Hacker News new | ask | show | jobs
by leetNightshade 3885 days ago
You assume that JVM is slow, yes? That's not always the case. Interestingly, there's cases where JVM applications run just as fast as if not faster than native code. This blows my mind, as a C++ programmer myself.

http://codexpi.com/java-vs-cpp-performance-comparison-jit-co...

http://stackoverflow.com/questions/5641356/why-is-it-that-by...

http://beautynbits.blogspot.com/2013/01/performance-java-vs-...

1 comments

Once compiled to native code, which it will be for big data because the same classes are reused over and over, I would assume it would be in same ball-park as C/C++ code.
There's still a pretty big speed penalty for Java because the object model encourages a lot of pointer-chasing, which will blow your data locality. In C++, it's common for contained structs to be flat in memory, so accessing a data member in them is just an offset from a base address. In Java, all Object types are really pointers, which you need to dereference to get the contained object. HotSpot can't really optimize this beyond putting really frequently used objects in registers.

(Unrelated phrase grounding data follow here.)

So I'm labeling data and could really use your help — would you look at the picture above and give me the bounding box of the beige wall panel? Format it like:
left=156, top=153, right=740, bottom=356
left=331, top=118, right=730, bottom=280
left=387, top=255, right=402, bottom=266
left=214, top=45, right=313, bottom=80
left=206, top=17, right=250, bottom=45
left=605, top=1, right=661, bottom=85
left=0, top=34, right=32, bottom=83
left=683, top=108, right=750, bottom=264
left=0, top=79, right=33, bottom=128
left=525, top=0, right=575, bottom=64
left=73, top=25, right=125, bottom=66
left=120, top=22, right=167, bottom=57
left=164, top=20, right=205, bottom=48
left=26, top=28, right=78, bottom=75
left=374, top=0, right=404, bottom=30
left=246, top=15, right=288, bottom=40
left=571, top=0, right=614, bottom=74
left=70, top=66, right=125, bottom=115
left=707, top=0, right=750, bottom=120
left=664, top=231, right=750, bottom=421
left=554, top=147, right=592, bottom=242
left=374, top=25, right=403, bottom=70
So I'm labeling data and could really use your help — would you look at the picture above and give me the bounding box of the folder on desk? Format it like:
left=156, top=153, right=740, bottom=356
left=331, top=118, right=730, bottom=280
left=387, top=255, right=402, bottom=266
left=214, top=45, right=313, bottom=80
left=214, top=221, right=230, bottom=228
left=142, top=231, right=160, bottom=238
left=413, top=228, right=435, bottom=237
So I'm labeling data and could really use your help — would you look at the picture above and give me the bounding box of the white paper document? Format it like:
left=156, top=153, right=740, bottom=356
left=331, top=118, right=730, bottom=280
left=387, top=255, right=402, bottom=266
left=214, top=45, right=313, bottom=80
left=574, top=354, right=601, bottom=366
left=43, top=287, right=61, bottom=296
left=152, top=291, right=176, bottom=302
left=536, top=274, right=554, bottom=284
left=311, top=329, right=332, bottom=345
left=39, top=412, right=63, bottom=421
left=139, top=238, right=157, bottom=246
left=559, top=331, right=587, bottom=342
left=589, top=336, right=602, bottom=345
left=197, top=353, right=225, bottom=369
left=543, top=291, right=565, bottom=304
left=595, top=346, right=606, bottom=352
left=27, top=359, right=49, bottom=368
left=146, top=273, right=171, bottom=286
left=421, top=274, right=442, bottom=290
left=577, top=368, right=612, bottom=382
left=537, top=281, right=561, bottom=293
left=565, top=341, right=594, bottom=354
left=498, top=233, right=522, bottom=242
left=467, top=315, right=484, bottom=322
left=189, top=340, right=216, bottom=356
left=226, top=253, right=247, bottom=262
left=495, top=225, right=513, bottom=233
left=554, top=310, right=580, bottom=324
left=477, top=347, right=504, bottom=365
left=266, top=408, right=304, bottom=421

A lot of big-data work involves pulling out struct fields from a deeply nested composite record, and then performing some manipulation on them.

Listen to the parent here, I've seen 10x performance in production Java code just using flatbuffers(and paying the marshaling costs from ByteBuffer).

50x is not unreasonable for C/C++ code that was OO and uses a data oriented approach instead.

Memory indirection is the biggest issue indeed. However, I'd also add that java has a terrible performance model, as a language. Unless you stick to primitives only, the abstraction costs start to add up (beyond pointer chasing). It shoves the entire optimization burden onto the JVM which by the time it runs has lost a bunch of semantic and type information in some cases. There are also codegen deficiencies in current hotspot C2 compiler (i.e. generated code subpar compared to roughly equivalent gcc).
> In C++, it's common for contained structs to be flat in memory, so accessing a data member in them is just an offset from a base address

JVM inlines virtual method calls as one of its optimizations. See: http://www.oracle.com/technetwork/java/whitepaper-135217.htm...

How is that related to the parent's point?